I would like to join the community as a member as quickly as possible. I have some ideas about how we might start the process of interacting, and have found that some gently structured experiences on the first evening are helpful. We will all discover ways of using each other's resources as we experience each other in depth. I come to the experience to learn, to get in touch with myself, to participate with others in creating a community, and to be with other persons as deeply as we wish. I do not come to teach, to model behavior, to help, or to do therapy or counseling. I am responsible for my learning and assume that each of you is responsible for your learning.

Ecology is important. We hope to have as much free space as possible without the hindrance of furniture or other barriers to community flow. I encourage you to wear comfortable clothing that does not restrict movement and that allows you to sit on the floor or out on the grass. Each person is, of course, free to wear and do what he or she wishes, but consider doing away with encumbrances that intrude on full involvement in people and in experience: pipes, coffee cups, eye glasses, cigarettes, notebooks, shoes and other unnecessary clothing. Interaction is most conducive to community building when people are visible to each other in the large community space, and are in contact often—in contact through vision, touch, talk, or hearing. Fatigue is usually a symptom that I am out of contact with myself or with others, and that I am in an impersonal or alienated space. When I get tired, I use this as a cue to change what I am doing to myself.

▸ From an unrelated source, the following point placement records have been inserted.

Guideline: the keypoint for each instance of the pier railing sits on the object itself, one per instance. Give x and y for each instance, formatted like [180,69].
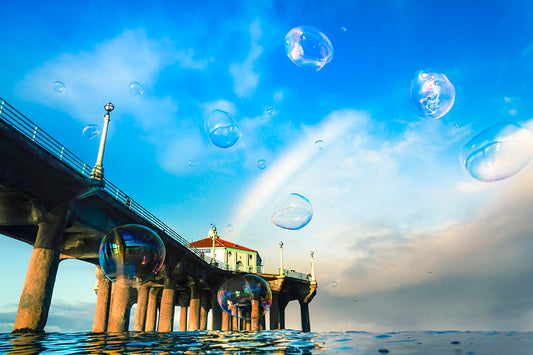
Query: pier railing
[32,132]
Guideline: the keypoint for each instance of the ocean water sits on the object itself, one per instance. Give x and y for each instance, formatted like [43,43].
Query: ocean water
[271,342]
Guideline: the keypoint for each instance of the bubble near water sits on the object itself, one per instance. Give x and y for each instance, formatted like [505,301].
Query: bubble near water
[498,152]
[247,296]
[91,131]
[135,88]
[432,94]
[58,86]
[131,254]
[308,48]
[295,212]
[261,164]
[222,129]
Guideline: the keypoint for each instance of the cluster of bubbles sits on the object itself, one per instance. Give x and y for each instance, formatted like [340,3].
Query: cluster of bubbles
[308,48]
[131,254]
[245,296]
[222,128]
[91,131]
[432,94]
[293,213]
[497,153]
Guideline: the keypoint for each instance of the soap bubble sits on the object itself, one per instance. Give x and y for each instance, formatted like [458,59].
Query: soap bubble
[91,131]
[222,128]
[237,295]
[319,144]
[58,86]
[293,213]
[135,88]
[432,94]
[308,48]
[131,254]
[498,152]
[261,164]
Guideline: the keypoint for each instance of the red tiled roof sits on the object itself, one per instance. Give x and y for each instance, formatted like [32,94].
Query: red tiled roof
[219,243]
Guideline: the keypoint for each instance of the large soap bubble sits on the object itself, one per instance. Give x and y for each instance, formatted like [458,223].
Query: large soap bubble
[131,254]
[308,48]
[293,213]
[432,94]
[237,296]
[222,128]
[498,152]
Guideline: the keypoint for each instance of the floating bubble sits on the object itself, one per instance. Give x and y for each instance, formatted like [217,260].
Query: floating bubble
[319,144]
[135,88]
[247,296]
[58,86]
[91,131]
[261,164]
[498,152]
[293,213]
[432,94]
[308,48]
[131,254]
[222,128]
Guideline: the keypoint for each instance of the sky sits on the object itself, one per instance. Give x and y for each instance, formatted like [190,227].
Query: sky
[403,238]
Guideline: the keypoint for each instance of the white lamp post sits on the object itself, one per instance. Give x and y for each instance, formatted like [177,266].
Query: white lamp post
[98,170]
[282,272]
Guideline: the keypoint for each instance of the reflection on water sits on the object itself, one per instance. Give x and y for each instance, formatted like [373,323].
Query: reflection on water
[270,342]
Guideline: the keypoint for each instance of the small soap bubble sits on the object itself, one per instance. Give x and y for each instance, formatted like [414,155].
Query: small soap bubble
[295,212]
[270,112]
[91,131]
[498,152]
[432,94]
[261,164]
[135,88]
[319,144]
[131,254]
[222,128]
[308,48]
[58,86]
[240,295]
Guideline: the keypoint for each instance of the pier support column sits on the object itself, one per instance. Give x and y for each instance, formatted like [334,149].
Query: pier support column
[216,314]
[151,312]
[103,297]
[166,314]
[274,312]
[142,306]
[205,306]
[120,306]
[194,308]
[184,305]
[36,294]
[304,312]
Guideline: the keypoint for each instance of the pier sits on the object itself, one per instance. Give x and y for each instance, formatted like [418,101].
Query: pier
[63,207]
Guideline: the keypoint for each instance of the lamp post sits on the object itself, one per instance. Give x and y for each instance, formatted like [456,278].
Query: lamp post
[98,170]
[313,279]
[282,272]
[213,234]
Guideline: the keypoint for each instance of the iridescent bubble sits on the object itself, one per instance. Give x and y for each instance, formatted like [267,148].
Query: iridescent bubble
[432,94]
[498,152]
[131,254]
[293,213]
[58,86]
[319,144]
[308,48]
[261,164]
[135,88]
[222,128]
[247,296]
[91,131]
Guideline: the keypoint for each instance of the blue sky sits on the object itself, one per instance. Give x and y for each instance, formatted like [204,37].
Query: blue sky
[397,222]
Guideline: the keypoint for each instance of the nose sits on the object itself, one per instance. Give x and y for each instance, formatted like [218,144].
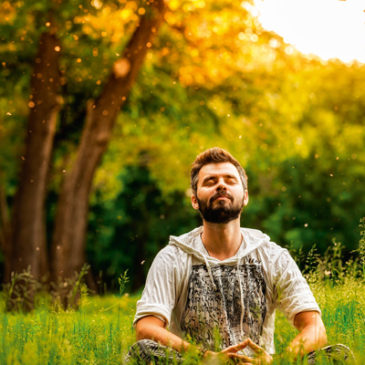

Theory is a very significant part of the experience. Rap, reflection, and theorizing sessions occur when we see the need as a community. Descriptions of TORI theory and practice are available. Some persons find the reading helpful, either before or after the experience. If you wish to talk theory, make it happen in the community. Reflection on community theory is usually most helpful to the total community about three-fourths of the way through the experience, perhaps on Sunday morning, so that there is sufficient time remaining to get into the experience again.

Plan to stay until the end of the experience. The final hours are the most significant and powerful.